The following Soldiers, all assigned to 1st Battalion, 3rd Special Forces Group (Airborne) at Fort Bragg, died when their vehicle struck an IED. 

Capt. Jason E. Holbrook, 28, a native of Burnet, TX.

Staff Sgt. Kyle R. Warren, 28, a native of Huntington Beach, Ca.

For further information, media should contact the Special Forces Command Public Affairs Office during duty hours at 910-432-6005.

Click here for Holbrook's bio.

Click here for Warren's bio.


----------



## AWP (Jul 31, 2010)

Blue Skies.


----------



## MS_girl (Jul 31, 2010)

RIP


----------



## Gypsy (Jul 31, 2010)

Rest in Peace, Gentlemen.


----------



## Teufel (Jul 31, 2010)

RIP warriors


----------



## SF4ever (Jul 31, 2010)

May God pour comfort and grace over the families and friends of these two fallen warriors.


----------



## Muppet (Jul 31, 2010)

R.I.P.

F.M.


----------



## shortbrownguy (Jul 31, 2010)

These two warriors are from my Company, and were friends of mine.
RIP Brothers.You will be missed...


----------



## Chopstick (Jul 31, 2010)

My sincere condolences.  RIP.


----------



## rlowery60 (Jul 31, 2010)

RIP Warriors and condolences to the families.


----------



## Laxmom723 (Jul 31, 2010)

Rest in peace.

Sorry too for your loss SBG.


----------



## Dame (Jul 31, 2010)

Rest in peace, Soldiers.

SBG - so very sorry for your loss.


----------



## FNULNU (Jul 31, 2010)

Damn, they just left   Rest in peace.


----------



## 8'Duece (Aug 1, 2010)

shortbrownguy said:


> These two warriors are from my Company, and were friends of mine.
> RIP Brothers.You will be missed...



Damn, my condolences Brother. 

Rest easy Warriors.  Your watch is over.


----------



## MCA325 (Aug 1, 2010)

RIP Warriors


----------



## Ranger_Smoothie (Aug 2, 2010)

SBG... condolences Brother.

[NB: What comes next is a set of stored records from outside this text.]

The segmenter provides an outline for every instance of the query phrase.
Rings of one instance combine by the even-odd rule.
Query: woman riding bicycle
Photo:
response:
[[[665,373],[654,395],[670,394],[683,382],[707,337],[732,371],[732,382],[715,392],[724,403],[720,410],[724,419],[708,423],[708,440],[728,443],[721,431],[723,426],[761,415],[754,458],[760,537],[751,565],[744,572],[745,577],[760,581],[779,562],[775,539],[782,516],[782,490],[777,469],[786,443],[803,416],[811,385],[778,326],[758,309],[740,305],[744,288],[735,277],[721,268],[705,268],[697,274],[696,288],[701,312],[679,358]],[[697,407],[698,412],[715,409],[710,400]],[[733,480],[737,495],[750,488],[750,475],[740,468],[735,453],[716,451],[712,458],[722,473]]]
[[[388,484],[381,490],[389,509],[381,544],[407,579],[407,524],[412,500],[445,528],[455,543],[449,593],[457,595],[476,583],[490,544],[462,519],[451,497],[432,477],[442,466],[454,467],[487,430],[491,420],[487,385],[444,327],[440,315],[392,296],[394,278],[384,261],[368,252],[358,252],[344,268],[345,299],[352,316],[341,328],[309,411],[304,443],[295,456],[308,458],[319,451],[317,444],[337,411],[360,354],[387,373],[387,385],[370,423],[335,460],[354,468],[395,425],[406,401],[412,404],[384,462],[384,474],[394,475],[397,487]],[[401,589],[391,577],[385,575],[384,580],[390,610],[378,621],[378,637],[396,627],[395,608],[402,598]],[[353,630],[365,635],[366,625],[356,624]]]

Rest easy Brothers, See you in the PB.


----------



## Rabid Badger (Aug 3, 2010)

shortbrownguy said:


> These two warriors are from my Company, and were friends of mine.
> RIP Brothers.You will be missed...



Damn brother...sorry to hear that.... 

RIP to 3rd Grp, you, and the famly.


----------



## zushwa (Aug 4, 2010)

My condolences.


----------



## surgicalcric (Aug 6, 2010)

Rest in Peace Kyle.  You may be gone, but you shall forever live in the hearts of those whose lives you touched.

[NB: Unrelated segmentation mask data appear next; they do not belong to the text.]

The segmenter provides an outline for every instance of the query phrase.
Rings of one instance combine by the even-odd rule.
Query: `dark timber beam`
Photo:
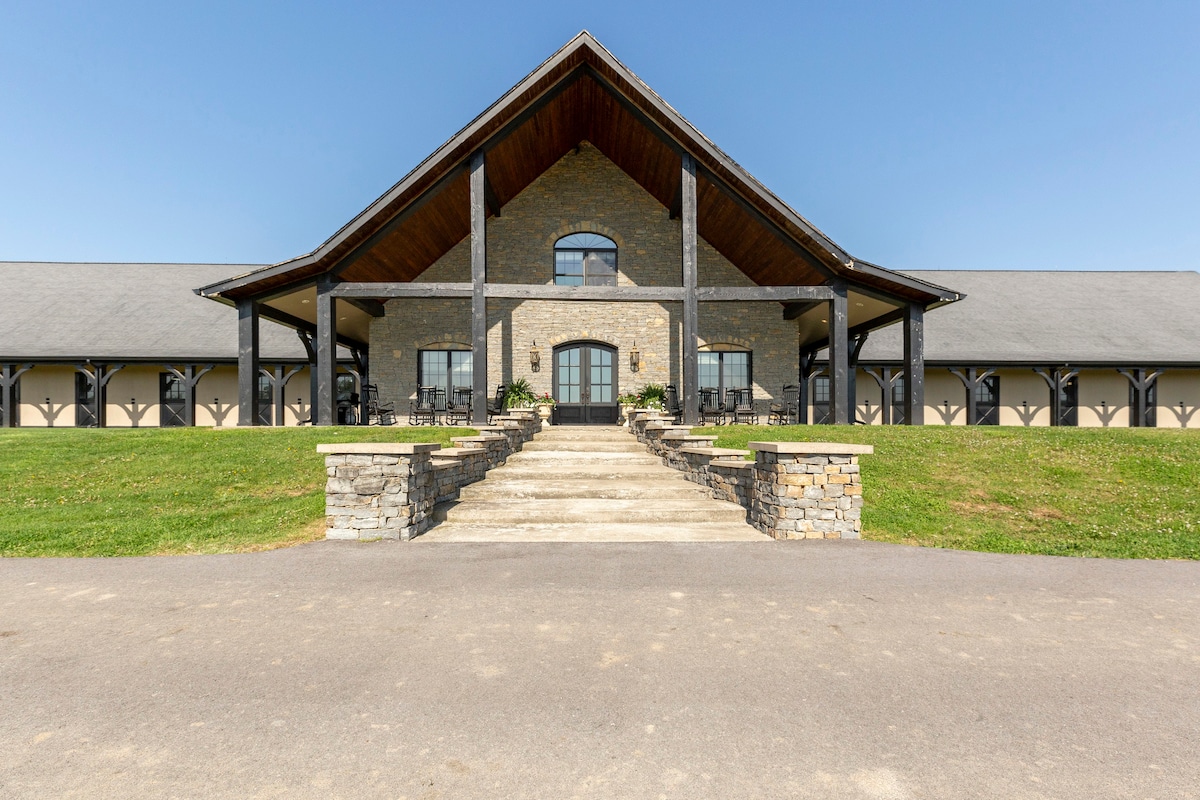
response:
[[[300,339],[300,344],[304,345],[304,352],[308,356],[308,419],[301,420],[309,425],[316,424],[317,421],[317,350],[315,339],[316,336],[305,331],[296,331],[296,336]]]
[[[285,424],[287,411],[287,399],[284,397],[284,390],[287,388],[288,381],[292,379],[297,372],[304,369],[303,367],[292,367],[287,372],[284,372],[283,364],[276,364],[273,369],[262,367],[259,374],[265,377],[271,383],[271,406],[274,409],[272,415],[276,426]]]
[[[828,286],[702,286],[696,289],[696,299],[702,303],[831,300],[833,290]]]
[[[925,309],[910,303],[904,314],[904,424],[925,424]]]
[[[1129,381],[1129,385],[1133,387],[1133,419],[1130,420],[1129,426],[1131,428],[1146,427],[1146,407],[1149,404],[1150,387],[1154,385],[1163,371],[1139,367],[1133,370],[1118,369],[1117,372],[1124,375],[1125,379]]]
[[[113,376],[125,368],[124,364],[86,364],[75,365],[75,371],[82,373],[92,384],[92,395],[96,399],[96,427],[108,425],[108,382]]]
[[[878,372],[874,369],[864,369],[863,372],[870,375],[879,386],[879,424],[891,425],[892,388],[896,385],[900,373],[892,372],[890,367],[883,367]]]
[[[817,351],[802,350],[800,352],[800,416],[797,422],[800,425],[808,424],[808,401],[809,401],[809,386],[814,375],[821,370],[816,366]]]
[[[331,294],[340,299],[374,298],[393,300],[398,297],[471,297],[471,283],[339,283]]]
[[[697,232],[696,232],[696,161],[691,155],[683,154],[683,166],[679,171],[681,196],[680,228],[682,229],[681,267],[683,273],[683,422],[695,425],[700,414],[700,396],[697,355],[699,340],[699,306],[696,297],[697,280]]]
[[[258,303],[238,300],[238,425],[258,424]]]
[[[337,299],[332,294],[333,279],[323,276],[317,283],[317,332],[313,349],[317,351],[317,396],[313,424],[337,424]]]
[[[870,334],[863,333],[858,336],[850,337],[850,358],[847,386],[847,394],[849,399],[847,406],[850,408],[850,422],[854,423],[858,419],[858,357],[862,353],[863,345],[867,343],[867,337]]]
[[[306,333],[309,336],[315,336],[317,333],[317,326],[313,323],[302,320],[299,317],[293,317],[287,312],[280,311],[277,308],[271,308],[270,306],[262,305],[261,303],[258,306],[258,316],[262,317],[263,319],[269,319],[272,322],[278,322],[280,325],[291,328],[299,334]],[[355,339],[351,336],[344,336],[341,334],[339,334],[337,337],[337,343],[344,345],[345,347],[368,346],[366,342],[360,342],[358,339]]]
[[[800,317],[804,316],[806,313],[813,310],[814,308],[816,308],[819,305],[821,305],[820,301],[816,301],[816,302],[798,301],[798,302],[787,303],[783,307],[783,318],[786,320],[800,319]]]
[[[847,425],[850,409],[849,308],[846,285],[833,287],[829,300],[829,424]]]
[[[487,424],[487,173],[483,152],[471,156],[471,421]]]
[[[1079,374],[1079,370],[1071,370],[1066,367],[1035,367],[1033,371],[1041,376],[1050,389],[1050,425],[1058,427],[1062,425],[1063,388],[1071,378]]]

SBG, me too.  Kyle and I attended damn near the entire SFQC together.


----------



## tova (Aug 8, 2010)

RIP, Godspeed, PBS....


----------



## RackMaster (Aug 8, 2010)

RIP.


----------



## racing_kitty (Aug 9, 2010)

Fair winds and following seas, gentlemen.  Your watch is over.  Thank you...


----------